At each clock cycle each stage receives a value to be inserted, to_insert. Each stage compares this incoming value to the value currently in its sorted_$n$. If the incoming value is larger, nothing is changed and the value is passed further down the pipeline. If the incoming value is smaller, it replaces the current value in sorted_$n$, and the evicted value is passed to the next stage, for further insertion: next cycle the evicted value becomes the one to insert at stage n+1. Let's have a look at the code for a single stage:

    if ( i > $n$                    // do nothing before the pipeline reached this stage
      && to_insert < sorted_$n$ ) { // if the value to insert is smaller, we insert here
        // the current value is evicted and becomes the next one to insert
        uint8 tmp  = uninitialized;
        tmp        = sorted_$n$;
        sorted_$n$ = to_insert;
        to_insert  = tmp;
    }

The really important thing here is that all stages execute in parallel, such that the evicted values trickle down the pipeline all together, at each clock cycle. There are, in fact, N versions of to_insert at all times, one per stage. It takes N cycles to flush the pipeline, as if the last inserted value is the largest one it has to trickle down all N stages.

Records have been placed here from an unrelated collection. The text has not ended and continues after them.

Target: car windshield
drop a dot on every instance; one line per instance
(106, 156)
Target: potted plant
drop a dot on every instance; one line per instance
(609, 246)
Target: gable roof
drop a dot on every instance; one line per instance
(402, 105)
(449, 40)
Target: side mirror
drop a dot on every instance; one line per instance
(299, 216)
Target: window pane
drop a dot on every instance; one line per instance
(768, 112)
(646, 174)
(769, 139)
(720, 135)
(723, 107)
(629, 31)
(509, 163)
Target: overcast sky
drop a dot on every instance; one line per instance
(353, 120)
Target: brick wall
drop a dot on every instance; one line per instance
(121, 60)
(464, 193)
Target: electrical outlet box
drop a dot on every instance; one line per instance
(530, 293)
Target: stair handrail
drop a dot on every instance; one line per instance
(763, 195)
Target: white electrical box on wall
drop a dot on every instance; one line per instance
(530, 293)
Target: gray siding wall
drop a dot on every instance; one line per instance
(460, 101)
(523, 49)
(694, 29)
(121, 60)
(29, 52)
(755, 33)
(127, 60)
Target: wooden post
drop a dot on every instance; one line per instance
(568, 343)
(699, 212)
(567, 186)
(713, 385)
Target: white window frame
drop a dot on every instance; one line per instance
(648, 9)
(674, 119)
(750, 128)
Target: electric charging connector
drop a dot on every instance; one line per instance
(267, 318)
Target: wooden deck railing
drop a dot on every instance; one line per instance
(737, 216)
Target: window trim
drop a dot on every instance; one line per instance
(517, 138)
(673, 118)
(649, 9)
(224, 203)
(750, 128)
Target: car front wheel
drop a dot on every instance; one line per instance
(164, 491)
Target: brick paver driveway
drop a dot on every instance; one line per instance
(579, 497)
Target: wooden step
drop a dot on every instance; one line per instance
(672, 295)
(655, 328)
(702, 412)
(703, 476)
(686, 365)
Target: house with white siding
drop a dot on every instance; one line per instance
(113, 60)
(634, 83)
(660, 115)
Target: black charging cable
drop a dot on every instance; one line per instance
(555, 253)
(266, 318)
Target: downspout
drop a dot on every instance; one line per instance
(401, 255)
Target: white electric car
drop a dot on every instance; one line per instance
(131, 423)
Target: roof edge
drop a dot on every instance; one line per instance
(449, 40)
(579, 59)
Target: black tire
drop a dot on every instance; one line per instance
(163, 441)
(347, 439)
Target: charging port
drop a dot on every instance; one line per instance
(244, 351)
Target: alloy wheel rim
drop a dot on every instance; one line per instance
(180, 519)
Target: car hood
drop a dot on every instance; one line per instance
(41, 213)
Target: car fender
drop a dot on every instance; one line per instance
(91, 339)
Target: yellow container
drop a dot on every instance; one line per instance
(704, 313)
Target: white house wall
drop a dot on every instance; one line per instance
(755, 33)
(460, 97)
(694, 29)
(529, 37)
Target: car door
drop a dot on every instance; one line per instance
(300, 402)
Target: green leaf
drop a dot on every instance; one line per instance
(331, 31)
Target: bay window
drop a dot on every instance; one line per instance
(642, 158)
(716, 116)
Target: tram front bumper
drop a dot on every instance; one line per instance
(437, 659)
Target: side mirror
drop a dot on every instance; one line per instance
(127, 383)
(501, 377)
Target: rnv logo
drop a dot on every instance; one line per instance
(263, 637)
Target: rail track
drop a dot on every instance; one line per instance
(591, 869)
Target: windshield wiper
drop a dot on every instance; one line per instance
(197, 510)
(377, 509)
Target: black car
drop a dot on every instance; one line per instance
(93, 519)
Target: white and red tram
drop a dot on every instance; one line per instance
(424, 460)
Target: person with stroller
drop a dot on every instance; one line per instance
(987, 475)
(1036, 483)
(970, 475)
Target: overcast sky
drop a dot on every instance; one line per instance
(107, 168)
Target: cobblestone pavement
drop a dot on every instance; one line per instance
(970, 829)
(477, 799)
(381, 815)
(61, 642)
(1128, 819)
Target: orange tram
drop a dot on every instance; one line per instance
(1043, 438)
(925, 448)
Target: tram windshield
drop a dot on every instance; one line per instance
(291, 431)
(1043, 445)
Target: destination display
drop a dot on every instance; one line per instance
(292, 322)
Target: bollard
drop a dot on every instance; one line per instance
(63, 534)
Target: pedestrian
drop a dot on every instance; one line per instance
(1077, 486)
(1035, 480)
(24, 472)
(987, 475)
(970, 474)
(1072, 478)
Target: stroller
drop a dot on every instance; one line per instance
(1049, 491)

Now that we understand each stage, how do we tell Silice to build a pipeline? The syntax is simply:

{
  // stage 0
} -> {
  // stage 1
} -> {
  // final stage
}

Note how Silice takes care of ensuring that to_insert is passed from one stage to another. In a Silice pipeline, as soon as a variable is written it automatically trickles down the pipeline: it is passed from one stage to another. Here, we capture to_insert in the pipeline in the first stage, by writing it as:

to_insert = i < $N$ ? in_values[i] : 255;

Please refer to the documentation for more details on pipelines (Note: this part of the documentation is not yet written ;) ).

As our pipeline depth depends on the value of N, we build it with the preprocessor:

$$for n=0,N-1 do
    {
      // [removed] code for stage n
    }
$$if n < N-1 then
    -> // pipe to next stage (if not last)
$$end
$$end

And that's it! We have a linear time sorting algorithm for an incoming stream of values.

Example run

The following figure illustrates a run for N=3. It takes 6 cycles to guarantee that the sort is fully terminated.

The figure shows 6 clock cycles from left to right. For each cycle, we see the incoming stream value at the top, the comparisons of each stage (vertically) and the values to insert trickling down the pipeline (orange arrows). The horizontal green arrows show when a value is changed in the sorted array.

For instance, consider the value 20. Its insertion starts at cycle 2. Stage 0 pushed it down as it is greater than 5, already inserted there. On cycle 3, 20 evicts MAX and replaces it in the result array. However, 1 started its insertion at cycle 3 and evicted 5. On cycle 4, 5 reaches stage 1 and evicts 20. On cycle 5, in stage 2, 20 evicts MAX and replaces it in the result array.

pipeline sort

Further reading

For efficient sorting in parallel refer to sorting networks. Typical parallel algorithms are odd-even sort and bitonic sort.